Sequential Modular Simulation of Hydrodynamics and Reaction Kinetics in a Biomass Bubbling Fluidized-Bed Gasifier Using Aspen Plus

A sequential modular simulation (SMS) approach was used to simulate hydrodynamics and detailed kinetics of a fluidized-bed biomass gasifier in Aspen Plus. The kinetics of tar cracking reactions was taken into account in the simulation. The effects of operating conditions including temperature, equivalence ratio (ER), and steam-to-biomass ratio (SBR) on the composition and the lower heating value (LHV) of the effluent gas were studied and compared with experimental data.

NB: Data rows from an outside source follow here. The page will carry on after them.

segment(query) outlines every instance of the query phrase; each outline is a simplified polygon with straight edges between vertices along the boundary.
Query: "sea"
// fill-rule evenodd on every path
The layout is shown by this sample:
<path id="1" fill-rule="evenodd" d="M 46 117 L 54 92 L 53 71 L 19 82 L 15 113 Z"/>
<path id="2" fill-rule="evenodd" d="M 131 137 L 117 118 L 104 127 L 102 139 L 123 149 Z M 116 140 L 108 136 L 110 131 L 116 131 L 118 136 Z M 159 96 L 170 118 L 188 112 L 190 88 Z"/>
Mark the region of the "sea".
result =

The model predictions well agreed with the experimental data. The increase of the bed temperature significantly decreased the tar content and increased the hydrogen content of the product gas. At ER = 0.3, the increase of the temperature from 973 K to 1123 K resulted in the increase of H₂ molar concentration in the product gas from 7.6% to 11.3% and CO molar concentration from 13.1% to 17.0%. At a temperature of 1073 K, the optimum ER value was 0.3 and the increase in ER from 0.2 to up to 0.3 increased the amount of fuel gases but further increases in ER shifted the system kinetics toward the combustion regime. At 1073 K and ER = 0.3, with an increase in SBR from 0 to 1.0, H₂ and CO₂ concentrations increased from 9.3% and 13.3% to 10.8% and 14.7%, respectively, and CO concentration decreased from 15.8% to 12.9%. The analysis showed the SMS model with four stages gives the most satisfactory predictions, via comparison with the experimental data.